Re: Extend COPY FROM with HEADER <integer> to skip multiple lines

From: Andrew Dunstan <andrew(at)dunslane(dot)net>
To: Fujii Masao <masao(dot)fujii(at)oss(dot)nttdata(dot)com>, Shinya Kato <shinya11(dot)kato(at)gmail(dot)com>, pgsql-hackers(at)postgresql(dot)org
Subject: Re: Extend COPY FROM with HEADER <integer> to skip multiple lines
Date: 2025-06-09 13:28:20
Message-ID: daf30bdc-0735-4a17-a3f2-7e41de2667c3@dunslane.net
Views: Raw Message | Whole Thread | Download mbox | Resend email
Thread:
Lists: pgsql-hackers


On 2025-06-09 Mo 4:27 AM, Fujii Masao wrote:
>
>
> On 2025/06/09 16:10, Shinya Kato wrote:
>> Hi hackers,
>>
>> I'd like to propose a new feature for the COPY FROM command to allow
>> skipping multiple header lines when loading data. This enhancement
>> would enable files with multi-line headers to be loaded without any
>> preprocessing, which would significantly improve usability.
>>
>> In real-world scenarios, it's common for data files to contain
>> multiple header lines, such as file descriptions or column
>> explanations. Currently, the COPY command cannot load these files
>> directly, which requires users to preprocess them with tools like sed
>> or tail.
>>
>> Although you can use "COPY t FROM PROGRAM 'tail -n +3 /path/to/file'",
>> some environments do not have the tail command available.
>> Additionally, this approach requires superuser privileges or
>> membership in the pg_execute_server_program role.
>>
>> This feature also has precedent in other major RDBMS:
>> - MySQL: LOAD DATA ... IGNORE N LINES [1]
>> - SQL Server: BULK INSERT … WITH (FIRST ROW=N) [2]
>> - Oracle SQL*Loader: sqlldr … SKIP=N [3]
>>
>> I have not yet created a patch, but I am willing to implement an
>> extension for the HEADER option.
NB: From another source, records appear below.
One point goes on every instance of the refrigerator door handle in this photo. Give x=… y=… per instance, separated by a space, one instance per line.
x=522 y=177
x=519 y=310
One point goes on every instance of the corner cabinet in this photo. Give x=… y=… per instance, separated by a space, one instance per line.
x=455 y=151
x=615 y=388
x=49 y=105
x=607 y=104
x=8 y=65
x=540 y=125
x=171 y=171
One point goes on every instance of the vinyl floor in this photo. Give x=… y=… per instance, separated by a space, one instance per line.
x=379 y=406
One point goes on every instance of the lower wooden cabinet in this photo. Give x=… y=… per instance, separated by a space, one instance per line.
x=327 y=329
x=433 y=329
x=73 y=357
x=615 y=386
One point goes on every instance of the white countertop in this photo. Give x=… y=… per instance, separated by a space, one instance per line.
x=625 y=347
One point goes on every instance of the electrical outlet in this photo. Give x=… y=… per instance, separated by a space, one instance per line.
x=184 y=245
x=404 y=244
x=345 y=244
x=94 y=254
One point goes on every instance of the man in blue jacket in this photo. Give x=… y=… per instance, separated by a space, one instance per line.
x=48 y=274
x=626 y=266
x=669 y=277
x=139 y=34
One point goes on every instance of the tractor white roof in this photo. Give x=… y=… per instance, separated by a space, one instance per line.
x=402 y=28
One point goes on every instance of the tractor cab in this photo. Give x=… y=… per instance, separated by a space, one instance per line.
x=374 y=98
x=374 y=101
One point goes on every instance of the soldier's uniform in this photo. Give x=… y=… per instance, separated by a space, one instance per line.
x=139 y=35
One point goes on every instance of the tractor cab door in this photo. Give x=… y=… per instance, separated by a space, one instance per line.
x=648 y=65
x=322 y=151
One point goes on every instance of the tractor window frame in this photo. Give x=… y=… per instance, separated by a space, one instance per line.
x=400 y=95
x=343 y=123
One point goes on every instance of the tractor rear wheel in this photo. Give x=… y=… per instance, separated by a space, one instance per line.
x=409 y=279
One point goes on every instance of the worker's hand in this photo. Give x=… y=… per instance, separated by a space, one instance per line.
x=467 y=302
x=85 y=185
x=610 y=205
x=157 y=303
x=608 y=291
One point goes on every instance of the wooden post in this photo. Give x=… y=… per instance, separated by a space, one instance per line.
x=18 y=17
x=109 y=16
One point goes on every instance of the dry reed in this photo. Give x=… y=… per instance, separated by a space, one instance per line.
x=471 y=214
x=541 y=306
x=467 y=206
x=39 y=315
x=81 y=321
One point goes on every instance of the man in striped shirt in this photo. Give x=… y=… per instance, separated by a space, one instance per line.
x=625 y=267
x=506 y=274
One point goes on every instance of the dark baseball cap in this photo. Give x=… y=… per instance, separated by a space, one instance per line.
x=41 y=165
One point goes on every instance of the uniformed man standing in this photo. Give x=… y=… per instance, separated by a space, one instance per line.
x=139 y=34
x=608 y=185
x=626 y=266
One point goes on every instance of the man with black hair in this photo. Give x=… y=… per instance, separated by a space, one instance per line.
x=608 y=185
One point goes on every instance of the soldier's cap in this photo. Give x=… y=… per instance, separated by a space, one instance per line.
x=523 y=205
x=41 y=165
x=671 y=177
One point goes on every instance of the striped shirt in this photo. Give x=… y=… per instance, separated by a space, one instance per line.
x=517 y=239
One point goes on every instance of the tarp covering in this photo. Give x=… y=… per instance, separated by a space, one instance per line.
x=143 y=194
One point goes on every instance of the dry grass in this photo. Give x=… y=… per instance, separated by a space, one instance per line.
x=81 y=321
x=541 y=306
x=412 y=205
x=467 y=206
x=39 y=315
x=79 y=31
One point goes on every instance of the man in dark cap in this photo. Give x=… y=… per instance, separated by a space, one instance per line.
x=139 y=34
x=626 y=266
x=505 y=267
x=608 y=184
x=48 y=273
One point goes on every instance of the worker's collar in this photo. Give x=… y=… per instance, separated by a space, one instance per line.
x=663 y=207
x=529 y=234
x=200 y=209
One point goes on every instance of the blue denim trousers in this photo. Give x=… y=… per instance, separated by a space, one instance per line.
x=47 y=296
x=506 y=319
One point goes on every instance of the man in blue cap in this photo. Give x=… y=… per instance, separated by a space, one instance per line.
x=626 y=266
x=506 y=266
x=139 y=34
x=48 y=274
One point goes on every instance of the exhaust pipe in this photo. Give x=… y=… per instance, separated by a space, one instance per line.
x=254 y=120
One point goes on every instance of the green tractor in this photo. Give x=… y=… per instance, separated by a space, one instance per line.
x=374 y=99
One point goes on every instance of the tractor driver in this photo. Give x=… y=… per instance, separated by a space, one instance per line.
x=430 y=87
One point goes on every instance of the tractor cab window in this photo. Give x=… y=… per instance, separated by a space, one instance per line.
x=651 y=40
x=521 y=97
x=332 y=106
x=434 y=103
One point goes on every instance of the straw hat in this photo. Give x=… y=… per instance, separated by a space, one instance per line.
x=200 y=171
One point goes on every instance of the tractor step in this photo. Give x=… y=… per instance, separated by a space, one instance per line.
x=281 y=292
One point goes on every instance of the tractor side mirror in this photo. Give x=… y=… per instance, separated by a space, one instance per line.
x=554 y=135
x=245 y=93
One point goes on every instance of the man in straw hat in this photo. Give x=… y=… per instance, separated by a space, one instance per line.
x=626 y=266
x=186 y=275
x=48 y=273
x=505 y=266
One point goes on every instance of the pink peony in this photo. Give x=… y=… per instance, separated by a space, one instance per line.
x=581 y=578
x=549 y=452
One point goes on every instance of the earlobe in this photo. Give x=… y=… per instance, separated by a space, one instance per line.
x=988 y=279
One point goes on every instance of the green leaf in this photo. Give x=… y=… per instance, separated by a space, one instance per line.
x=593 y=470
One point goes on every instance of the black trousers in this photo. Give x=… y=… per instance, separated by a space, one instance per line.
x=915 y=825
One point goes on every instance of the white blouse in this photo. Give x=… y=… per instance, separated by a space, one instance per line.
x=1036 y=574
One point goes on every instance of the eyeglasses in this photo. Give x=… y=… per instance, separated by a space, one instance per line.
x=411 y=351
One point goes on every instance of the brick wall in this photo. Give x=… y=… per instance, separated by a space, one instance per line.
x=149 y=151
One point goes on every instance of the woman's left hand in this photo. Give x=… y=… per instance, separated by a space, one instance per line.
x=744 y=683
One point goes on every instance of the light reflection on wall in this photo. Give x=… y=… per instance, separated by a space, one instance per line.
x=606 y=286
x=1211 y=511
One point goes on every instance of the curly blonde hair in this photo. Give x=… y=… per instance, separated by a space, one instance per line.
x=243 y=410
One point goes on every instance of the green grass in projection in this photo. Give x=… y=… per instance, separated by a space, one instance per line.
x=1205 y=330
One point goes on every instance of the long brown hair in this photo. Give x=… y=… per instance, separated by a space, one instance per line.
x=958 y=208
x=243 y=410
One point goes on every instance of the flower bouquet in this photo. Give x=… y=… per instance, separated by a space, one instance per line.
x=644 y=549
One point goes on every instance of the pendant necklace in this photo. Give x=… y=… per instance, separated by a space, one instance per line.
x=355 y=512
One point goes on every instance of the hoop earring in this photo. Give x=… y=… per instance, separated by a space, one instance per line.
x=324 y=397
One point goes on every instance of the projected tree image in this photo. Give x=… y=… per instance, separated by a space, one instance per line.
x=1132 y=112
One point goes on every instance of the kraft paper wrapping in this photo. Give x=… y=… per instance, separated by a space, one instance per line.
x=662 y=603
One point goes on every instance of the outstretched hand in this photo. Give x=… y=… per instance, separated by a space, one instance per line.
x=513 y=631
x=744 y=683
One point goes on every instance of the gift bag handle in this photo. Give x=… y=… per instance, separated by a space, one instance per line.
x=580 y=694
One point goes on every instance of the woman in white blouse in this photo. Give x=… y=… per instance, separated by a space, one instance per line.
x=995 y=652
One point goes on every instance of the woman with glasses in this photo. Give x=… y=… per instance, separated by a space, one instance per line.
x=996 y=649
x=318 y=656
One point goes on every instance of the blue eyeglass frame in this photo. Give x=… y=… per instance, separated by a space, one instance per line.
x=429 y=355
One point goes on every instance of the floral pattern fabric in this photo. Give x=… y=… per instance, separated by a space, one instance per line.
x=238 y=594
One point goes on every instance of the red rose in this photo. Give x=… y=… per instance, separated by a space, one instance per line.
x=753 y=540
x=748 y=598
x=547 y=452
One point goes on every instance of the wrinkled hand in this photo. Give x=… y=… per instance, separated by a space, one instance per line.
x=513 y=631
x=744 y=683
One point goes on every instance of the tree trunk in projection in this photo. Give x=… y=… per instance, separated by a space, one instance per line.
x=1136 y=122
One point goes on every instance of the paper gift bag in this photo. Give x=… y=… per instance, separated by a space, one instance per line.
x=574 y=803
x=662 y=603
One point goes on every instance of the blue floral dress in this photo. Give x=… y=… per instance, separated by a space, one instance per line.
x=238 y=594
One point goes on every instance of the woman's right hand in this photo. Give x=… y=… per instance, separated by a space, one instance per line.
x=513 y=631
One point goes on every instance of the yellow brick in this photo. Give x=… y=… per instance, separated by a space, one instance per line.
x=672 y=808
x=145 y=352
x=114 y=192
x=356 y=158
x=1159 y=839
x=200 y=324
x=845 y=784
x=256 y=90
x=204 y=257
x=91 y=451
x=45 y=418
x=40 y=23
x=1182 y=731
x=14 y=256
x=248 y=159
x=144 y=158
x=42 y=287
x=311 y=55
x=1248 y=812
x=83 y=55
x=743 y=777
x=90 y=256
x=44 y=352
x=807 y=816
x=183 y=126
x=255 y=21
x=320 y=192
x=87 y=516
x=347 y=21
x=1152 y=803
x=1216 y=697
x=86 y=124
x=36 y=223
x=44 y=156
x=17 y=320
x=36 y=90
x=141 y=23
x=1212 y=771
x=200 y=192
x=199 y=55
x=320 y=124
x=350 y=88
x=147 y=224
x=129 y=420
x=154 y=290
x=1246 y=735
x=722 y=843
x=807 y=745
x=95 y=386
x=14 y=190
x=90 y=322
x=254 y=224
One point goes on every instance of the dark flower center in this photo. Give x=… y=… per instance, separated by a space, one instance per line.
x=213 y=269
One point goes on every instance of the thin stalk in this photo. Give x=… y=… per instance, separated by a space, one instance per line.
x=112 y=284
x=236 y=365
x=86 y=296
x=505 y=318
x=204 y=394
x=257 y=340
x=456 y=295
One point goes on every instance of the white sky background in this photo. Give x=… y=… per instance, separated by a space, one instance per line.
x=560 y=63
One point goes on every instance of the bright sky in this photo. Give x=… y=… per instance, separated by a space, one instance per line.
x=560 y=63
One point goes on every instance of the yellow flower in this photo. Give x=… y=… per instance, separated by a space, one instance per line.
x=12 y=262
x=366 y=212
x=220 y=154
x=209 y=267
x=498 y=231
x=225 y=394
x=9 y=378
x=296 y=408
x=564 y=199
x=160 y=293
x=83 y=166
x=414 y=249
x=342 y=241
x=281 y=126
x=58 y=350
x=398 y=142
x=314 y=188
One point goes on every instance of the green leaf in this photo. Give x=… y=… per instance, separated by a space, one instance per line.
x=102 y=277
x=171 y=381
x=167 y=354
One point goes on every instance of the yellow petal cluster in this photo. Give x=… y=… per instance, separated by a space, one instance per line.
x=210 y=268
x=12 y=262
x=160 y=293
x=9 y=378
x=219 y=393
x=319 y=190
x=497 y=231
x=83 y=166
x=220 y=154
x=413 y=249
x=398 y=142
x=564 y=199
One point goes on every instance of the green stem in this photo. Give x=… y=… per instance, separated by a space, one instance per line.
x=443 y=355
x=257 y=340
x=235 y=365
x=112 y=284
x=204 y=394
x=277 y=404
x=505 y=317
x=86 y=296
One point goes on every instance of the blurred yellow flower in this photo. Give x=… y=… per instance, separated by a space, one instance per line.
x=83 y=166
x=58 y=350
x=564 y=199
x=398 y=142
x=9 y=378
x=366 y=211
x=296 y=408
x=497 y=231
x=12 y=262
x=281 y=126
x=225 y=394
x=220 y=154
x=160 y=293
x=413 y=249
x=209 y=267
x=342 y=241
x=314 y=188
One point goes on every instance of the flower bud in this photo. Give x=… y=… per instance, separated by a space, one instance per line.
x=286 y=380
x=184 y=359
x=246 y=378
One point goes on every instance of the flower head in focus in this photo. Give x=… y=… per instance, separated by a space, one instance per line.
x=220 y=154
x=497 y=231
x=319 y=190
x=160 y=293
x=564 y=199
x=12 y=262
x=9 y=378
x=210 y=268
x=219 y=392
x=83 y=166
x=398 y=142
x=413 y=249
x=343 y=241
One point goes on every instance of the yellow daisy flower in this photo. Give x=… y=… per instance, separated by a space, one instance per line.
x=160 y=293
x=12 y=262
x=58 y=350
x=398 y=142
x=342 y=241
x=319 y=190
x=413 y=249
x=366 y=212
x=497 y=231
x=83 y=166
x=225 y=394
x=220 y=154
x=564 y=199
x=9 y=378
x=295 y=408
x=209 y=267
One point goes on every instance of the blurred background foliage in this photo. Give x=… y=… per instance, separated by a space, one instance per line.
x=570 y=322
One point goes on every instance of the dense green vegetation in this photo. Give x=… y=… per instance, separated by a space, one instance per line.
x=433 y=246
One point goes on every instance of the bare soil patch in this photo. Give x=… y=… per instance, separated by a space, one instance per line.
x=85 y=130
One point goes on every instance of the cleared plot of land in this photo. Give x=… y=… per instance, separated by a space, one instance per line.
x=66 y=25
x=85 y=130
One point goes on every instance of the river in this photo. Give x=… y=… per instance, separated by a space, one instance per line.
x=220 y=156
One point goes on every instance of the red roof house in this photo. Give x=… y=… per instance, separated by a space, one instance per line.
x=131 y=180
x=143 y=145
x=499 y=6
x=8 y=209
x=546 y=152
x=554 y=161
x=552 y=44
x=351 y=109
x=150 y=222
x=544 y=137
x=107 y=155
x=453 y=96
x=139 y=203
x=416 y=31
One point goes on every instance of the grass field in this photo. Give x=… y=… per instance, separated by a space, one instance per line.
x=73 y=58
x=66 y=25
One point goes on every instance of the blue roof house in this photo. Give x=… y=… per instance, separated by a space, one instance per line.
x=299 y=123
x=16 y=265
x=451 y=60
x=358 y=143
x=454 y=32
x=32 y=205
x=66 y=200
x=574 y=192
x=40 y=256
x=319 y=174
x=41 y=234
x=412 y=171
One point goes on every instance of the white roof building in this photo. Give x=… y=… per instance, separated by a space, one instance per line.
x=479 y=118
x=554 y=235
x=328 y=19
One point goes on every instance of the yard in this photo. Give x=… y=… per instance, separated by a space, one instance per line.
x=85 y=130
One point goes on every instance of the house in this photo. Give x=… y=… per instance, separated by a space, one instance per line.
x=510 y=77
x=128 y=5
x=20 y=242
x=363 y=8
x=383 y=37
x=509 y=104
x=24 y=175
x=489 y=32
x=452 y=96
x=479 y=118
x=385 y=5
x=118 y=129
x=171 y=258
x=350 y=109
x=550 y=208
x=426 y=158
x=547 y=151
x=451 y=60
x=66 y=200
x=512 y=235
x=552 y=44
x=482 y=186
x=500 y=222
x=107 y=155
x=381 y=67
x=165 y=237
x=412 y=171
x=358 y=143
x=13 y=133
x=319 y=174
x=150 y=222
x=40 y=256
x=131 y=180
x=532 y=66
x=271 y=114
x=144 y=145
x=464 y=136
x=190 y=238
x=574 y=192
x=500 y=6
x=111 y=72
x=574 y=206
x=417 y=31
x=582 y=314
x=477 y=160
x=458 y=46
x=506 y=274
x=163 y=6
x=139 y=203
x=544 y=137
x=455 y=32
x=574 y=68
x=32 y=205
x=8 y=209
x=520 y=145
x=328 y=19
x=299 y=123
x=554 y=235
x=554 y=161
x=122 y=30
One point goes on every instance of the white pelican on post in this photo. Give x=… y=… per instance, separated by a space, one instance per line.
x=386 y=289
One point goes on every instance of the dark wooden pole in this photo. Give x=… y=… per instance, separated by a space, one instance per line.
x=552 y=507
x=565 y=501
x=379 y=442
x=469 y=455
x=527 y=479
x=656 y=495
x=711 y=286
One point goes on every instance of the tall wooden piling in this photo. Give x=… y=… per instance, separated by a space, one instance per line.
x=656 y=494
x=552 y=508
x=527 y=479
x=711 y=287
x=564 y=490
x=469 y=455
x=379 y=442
I would like to discuss the
>> specification first.
>>
>> The specification I have in mind is as follows:
>> - Command: COPY FROM
>> - Formats: text and csv
>> - Option syntax: HEADER [ boolean | integer | MATCH] (Extend the
>> HEADER option to accept an integer value in addition to the existing
>> boolean and MATCH keywords.)
>> - Behavior: Let N be the specified integer.
>>    - If N < 0, raise an error.
>>    - If N = 0 or 1, same behavior when boolean is specified.
>>    - If N > 1, skip the first N rows.
>>
>> Thoughts?
>
> I generally like the idea.
>
> However, a similar proposal was made earlier [1], and seemingly
> some hackers weren't in favor of it. It's probably worth reading
> that thread to understand the previous concerns.
>
> Regards,
>
>
> [1]
> https://postgr.es/m/CALAY4q8nGSXp0P5uf56vn-mD7reWqZP5k6PS1CGUm26X4FsYJA@mail.gmail.com

I think the earlier proposal went rather further than this one, which I
suspect can be implemented fairly cheaply.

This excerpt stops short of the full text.